Michael Köber gratulierte im Namen des Landkreises zum Jubiläum und erklärte, die Hilfe müsse sich den Menschen anpassen und nicht umgekehrt: „Letztendlich geht es darum, dass Gesundung mit, ohne und trotz professioneller Hilfe möglich ist“.
Roland Böhringer grüßte im Namen der Stadt. Er sprach über den demografischen Wandel, der zukünftig mehr alte und auch mehr psychisch erkrankte Menschen erwarten lasse. „Deshalb sind Einrichtungen wie der Sozialpsychiatrische Dienst unverzichtbar“.
Dekanin Renate Kath erinnerte in ihrem Grußwort: „Es gehört zum Menschsein dazu, im Laufe des Lebens, manchmal auch längere Zeit, hilfsbedürftig zu sein und einander zu brauchen“. Sie wünschte dem SpDi weiterhin „das Herz und die Augen, auf die Menschen zu schauen und auf das, was sie benötigen“.
Ingrid Riedl, Leiterin der Diakonischen Bezirksstelle Kirchheim, beschrieb die Geschichte des 25 Jahre jungen Dienstes. In den 60er-Jahren, kümmerte sich Elisabeth Mögelin im Rahmen ihrer Tätigkeit als Bezirksfürsorgerin um psychisch erkrankte Menschen. 1973 gründete sie den „Patientenclub“, heute die Kontaktgruppe. So legte die damalige „Ein-Frau-Bezugsstelle“ den Grundstein für den heutigen Sozialpsychiatrischen Dienst.

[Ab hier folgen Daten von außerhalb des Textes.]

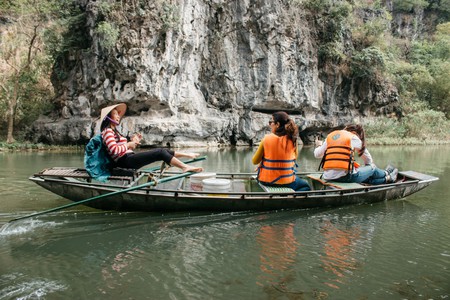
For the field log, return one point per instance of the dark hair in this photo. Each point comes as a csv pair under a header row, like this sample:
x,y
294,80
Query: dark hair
x,y
105,122
287,126
359,130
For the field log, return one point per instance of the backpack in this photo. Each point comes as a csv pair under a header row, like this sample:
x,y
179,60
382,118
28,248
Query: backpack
x,y
97,161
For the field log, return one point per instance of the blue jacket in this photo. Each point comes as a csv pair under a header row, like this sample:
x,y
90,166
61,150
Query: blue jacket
x,y
97,161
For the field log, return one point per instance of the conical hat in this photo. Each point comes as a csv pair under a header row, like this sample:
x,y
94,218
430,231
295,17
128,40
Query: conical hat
x,y
121,109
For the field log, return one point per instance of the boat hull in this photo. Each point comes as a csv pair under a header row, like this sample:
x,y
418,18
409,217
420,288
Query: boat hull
x,y
151,199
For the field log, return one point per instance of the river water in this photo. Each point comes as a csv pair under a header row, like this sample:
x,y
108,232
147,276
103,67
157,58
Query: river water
x,y
391,250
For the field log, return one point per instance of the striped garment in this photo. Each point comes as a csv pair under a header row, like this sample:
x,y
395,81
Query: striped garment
x,y
115,143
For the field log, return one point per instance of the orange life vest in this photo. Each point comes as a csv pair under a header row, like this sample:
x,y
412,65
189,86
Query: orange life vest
x,y
278,162
339,153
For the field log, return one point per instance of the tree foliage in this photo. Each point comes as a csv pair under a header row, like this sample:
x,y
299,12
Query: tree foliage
x,y
24,65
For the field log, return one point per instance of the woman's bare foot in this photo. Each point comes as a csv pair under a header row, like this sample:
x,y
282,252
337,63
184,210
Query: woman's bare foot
x,y
192,169
192,155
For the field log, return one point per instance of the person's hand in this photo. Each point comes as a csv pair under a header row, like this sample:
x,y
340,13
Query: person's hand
x,y
318,142
132,145
137,137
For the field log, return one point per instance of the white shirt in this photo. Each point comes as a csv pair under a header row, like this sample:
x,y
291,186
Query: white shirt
x,y
356,144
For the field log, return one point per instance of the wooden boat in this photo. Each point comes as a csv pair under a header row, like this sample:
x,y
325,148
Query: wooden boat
x,y
180,193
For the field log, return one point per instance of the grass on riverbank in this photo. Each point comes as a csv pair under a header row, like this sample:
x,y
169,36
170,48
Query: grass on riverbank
x,y
425,127
26,146
422,128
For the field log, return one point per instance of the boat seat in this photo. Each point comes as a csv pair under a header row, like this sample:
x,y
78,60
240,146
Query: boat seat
x,y
122,174
276,189
317,181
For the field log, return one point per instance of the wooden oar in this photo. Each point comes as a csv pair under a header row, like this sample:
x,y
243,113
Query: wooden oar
x,y
151,183
153,169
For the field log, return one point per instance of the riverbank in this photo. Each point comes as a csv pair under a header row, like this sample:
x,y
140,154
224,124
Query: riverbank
x,y
388,141
24,146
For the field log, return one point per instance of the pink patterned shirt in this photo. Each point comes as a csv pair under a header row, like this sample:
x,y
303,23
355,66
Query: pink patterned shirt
x,y
115,143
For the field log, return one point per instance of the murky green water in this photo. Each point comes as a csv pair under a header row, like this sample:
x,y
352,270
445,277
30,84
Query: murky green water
x,y
393,250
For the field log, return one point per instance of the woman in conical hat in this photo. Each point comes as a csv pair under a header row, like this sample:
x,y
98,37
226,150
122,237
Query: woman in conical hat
x,y
121,150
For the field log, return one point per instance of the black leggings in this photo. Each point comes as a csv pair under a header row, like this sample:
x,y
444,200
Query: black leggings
x,y
138,160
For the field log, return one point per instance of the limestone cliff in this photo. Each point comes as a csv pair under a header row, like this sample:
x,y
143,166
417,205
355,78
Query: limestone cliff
x,y
206,72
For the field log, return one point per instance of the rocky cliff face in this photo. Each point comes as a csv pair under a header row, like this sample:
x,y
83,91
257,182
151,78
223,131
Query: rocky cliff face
x,y
206,73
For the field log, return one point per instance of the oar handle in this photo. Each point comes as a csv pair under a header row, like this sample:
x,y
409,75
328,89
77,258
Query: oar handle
x,y
200,158
151,183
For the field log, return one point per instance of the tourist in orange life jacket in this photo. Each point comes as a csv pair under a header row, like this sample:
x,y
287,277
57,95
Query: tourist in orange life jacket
x,y
277,154
338,161
121,150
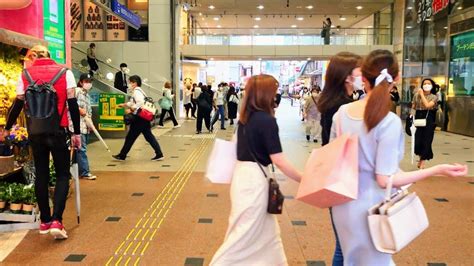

Einzelgespräche, Hausbesuche, ambulant Betreutes Wohnen, Soziotherapie, eine Angehörigengruppe: Die Angebote des SpDi sind vielseitig. Besonders stolz ist der Dienst auf seine Kontaktgruppe und das zweimal in der Woche stattfindende „Buschcafé“. Beides soll den seelisch erkrankten Menschen die Möglichkeit geben, sich gegenseitig kennenzulernen, zu unterstützen und ihre Freizeit gemeinsam zu gestalten.
Dorothee Ostertag-Sigel, Anja Kirschner, Ursula Path und Klaus Konzelmann beraten und unterstützen die psychisch kranken Menschen auf ihrem Lebensweg. Oft ist diese Arbeit anstrengend und belastend. Die Gründe, warum sie den Job trotzdem gerne machen, sind bei jedem Ehrenamtlichen und Angestellten andere. In einem Punkt waren sich aber alle einig: „Wenn man merkt, dass man Menschen wirklich hilft, wenn man ihnen mehr Lebensqualität schenken kann, dann lohnt sich die Arbeit“.
Gerda Klaus arbeitet seit 36 Jahren ehrenamtlich beim SpDi. Ihr ist wichtig, für psychisch kranke Menschen Zeit zu haben, ihnen zuzuhören, aber vor allem: ihr Sprachrohr zu sein. Man sei zu einer großen Familie zusammengewachsen.